On more quick visit with Heidi, another brief wave toward Andrea, a final goodbye to Dr. Judy and David, and another chat with Nelcha, and the magical evening was over. I couldn't believe it was 11pm when we got home! The night went by so fast, and though the music was at time too loud for comfort (some of us patients were ripping up paper napkins to stuff in our ears - should have gotten a picture of that! LOL), and of course the stimulation of so many people in and of itself is draining, it was a fairytale night and I felt like Cinderella, amazed that "midnight" came so quickly!
 
We crashed hard and fast and didn't even try to get out of bed all day yesterday. We did attempt church this morning, but I only lasted about half an hour before we had to turn around and come home (thanks to a severe asthma attack). I'm definitely "paying" for my big night out, but it's one of those special memories I'll treasure and well worth the energy expense. Thank you again, to everyone who made it possible for us to be part of this delightful celebration!

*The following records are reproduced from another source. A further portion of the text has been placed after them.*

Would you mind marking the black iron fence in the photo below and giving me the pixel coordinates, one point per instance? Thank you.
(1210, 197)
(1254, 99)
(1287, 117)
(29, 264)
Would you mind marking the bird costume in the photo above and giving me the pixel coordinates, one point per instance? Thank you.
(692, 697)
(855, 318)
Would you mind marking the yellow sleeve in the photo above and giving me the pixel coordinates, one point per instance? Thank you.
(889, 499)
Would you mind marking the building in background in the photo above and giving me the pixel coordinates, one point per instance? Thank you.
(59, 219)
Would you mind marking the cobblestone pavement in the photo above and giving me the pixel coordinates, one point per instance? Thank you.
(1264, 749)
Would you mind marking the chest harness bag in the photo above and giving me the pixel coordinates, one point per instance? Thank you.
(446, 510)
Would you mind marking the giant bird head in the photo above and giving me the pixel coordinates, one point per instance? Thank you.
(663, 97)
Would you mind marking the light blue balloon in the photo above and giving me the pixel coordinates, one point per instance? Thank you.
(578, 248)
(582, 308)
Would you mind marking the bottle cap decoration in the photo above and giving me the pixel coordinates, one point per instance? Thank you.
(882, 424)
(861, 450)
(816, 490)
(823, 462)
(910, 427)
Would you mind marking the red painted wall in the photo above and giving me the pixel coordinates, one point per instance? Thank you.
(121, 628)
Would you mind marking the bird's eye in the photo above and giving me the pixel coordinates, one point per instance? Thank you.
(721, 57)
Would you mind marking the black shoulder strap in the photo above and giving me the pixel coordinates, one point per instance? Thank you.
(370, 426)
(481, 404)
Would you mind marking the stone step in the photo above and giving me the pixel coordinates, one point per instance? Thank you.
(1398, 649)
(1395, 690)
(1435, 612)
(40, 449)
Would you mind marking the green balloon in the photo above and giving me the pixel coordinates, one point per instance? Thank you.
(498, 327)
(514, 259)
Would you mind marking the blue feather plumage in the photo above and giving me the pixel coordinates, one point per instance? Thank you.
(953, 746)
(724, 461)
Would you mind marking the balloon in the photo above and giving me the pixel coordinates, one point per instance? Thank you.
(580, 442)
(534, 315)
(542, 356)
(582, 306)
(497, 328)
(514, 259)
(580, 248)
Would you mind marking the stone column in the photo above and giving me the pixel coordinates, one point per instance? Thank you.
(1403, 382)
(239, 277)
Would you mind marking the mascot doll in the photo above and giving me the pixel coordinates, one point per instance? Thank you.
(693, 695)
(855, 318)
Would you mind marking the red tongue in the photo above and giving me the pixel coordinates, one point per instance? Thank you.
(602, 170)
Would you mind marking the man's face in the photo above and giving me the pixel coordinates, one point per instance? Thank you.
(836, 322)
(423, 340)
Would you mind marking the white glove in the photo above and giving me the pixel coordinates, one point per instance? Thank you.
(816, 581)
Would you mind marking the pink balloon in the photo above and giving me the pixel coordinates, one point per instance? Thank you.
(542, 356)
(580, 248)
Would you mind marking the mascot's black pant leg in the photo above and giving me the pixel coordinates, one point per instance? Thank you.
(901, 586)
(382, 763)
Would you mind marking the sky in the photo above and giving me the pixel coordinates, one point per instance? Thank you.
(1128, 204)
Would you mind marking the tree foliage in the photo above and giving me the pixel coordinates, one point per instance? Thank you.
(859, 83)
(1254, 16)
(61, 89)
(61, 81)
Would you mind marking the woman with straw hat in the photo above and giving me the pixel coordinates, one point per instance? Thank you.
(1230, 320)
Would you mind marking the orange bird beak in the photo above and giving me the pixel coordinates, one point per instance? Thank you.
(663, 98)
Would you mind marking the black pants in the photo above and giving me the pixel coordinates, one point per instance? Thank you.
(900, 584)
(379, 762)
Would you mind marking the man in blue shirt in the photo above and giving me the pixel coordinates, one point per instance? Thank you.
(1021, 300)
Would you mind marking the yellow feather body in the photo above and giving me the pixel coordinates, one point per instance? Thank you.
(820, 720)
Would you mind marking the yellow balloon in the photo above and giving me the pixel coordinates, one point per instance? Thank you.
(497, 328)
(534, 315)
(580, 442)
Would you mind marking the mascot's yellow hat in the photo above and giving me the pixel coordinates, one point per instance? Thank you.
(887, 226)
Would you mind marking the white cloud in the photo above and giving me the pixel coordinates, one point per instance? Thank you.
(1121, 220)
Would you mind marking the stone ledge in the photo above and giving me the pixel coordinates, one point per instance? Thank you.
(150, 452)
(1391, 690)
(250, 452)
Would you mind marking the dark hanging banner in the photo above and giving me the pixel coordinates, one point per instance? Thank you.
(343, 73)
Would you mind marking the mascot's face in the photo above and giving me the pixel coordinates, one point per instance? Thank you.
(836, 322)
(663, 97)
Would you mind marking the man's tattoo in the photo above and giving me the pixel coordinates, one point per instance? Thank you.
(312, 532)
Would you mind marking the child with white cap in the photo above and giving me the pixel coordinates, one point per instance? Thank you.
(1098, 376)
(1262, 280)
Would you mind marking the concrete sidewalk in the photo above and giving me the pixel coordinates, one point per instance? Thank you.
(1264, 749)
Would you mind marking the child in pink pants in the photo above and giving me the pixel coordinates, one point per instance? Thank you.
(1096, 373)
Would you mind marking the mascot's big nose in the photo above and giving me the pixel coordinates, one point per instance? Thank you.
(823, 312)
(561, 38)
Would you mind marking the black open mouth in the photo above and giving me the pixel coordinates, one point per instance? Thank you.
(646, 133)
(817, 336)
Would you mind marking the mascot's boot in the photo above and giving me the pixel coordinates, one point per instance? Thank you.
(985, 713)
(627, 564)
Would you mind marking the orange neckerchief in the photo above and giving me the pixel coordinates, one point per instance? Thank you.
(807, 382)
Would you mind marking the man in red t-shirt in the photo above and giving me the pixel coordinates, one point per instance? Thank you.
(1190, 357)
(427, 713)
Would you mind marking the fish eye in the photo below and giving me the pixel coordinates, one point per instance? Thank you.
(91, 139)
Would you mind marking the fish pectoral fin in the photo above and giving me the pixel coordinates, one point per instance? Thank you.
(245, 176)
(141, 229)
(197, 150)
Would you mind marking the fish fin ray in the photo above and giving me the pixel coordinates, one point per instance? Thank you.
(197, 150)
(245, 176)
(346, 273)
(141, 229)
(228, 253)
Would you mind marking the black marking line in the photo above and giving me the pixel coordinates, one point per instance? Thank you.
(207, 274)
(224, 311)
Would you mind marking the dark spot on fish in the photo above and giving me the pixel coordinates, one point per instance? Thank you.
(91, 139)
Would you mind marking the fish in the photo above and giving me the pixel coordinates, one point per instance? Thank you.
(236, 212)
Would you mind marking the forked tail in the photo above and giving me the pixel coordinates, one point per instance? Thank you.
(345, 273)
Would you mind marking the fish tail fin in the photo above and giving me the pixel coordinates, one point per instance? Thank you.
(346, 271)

As I finish this post it seems only proper to mention that National Invisible Chronic Illness Awareness Week is just kicking off. The founder of this event, Lisa Copen, has been a dear personal friend of mine for 10 years or longer. I'm so amazed at her ongoing crusade to bring understanding, encouragement and support to all of us who live under the daily shadow of unseen, and typically misunderstood, pain and illnesses such as neuro-immune diseases and many more. Please take a moment to check out the daily  virtual conference broadcasts and so much more at InvisibleIllnessWeek.com now. :) You can even sign up for daily encouragement emails and, for a limited time, will receive an 80-page eBook offering 263 tips on living well with chronic pain/illness, compiled by 20 experts with personal experience. I was honored to to have 10 of my own tips on homeschooling as a chronically ill mom included in this comprehensive collection.

7 comments:

Unknown said...

Great post Jennifer- I wonder if I can repost the link to your blog at XMRV global Action on Facebook? That would be great, thank you Kati

Wildaisy said...

Thank you so much for sharing all this, Jenni. It makes all of it more real to me reading your memories and seeing your photos and videos. I am so glad you went, and I am so grateful to you for sharing it.

Patricia Carter
www.mecfsforums.com

Rachel said...

I'm glad it was a night to remember!

JenniferSaake.blogspot.com said...

Yes, feel free to post the link anywhere. :) I also welcome friend requests on facebook at http://www.facebook.com/jennifersaake though I may not be online much to approve friend invites for the next few days.

CFS Facts said...

Thanks for such a good description, saving me having to type it up myself. I'm just referring people to your post. :)
A good time was had by all.

Ness said...

Thankyou for sharing this experience. I live in Western Australia, so couldn't be there. I did get an invitation and would have loved to have been there, but there was just no way I could. This was the next best thing, makes me feel like I was there. I especially love the inclusion of dessert photos!
thanks again and take care, ness

Lori said...

So glad you were able to go....always keeping you in prayers!!!!!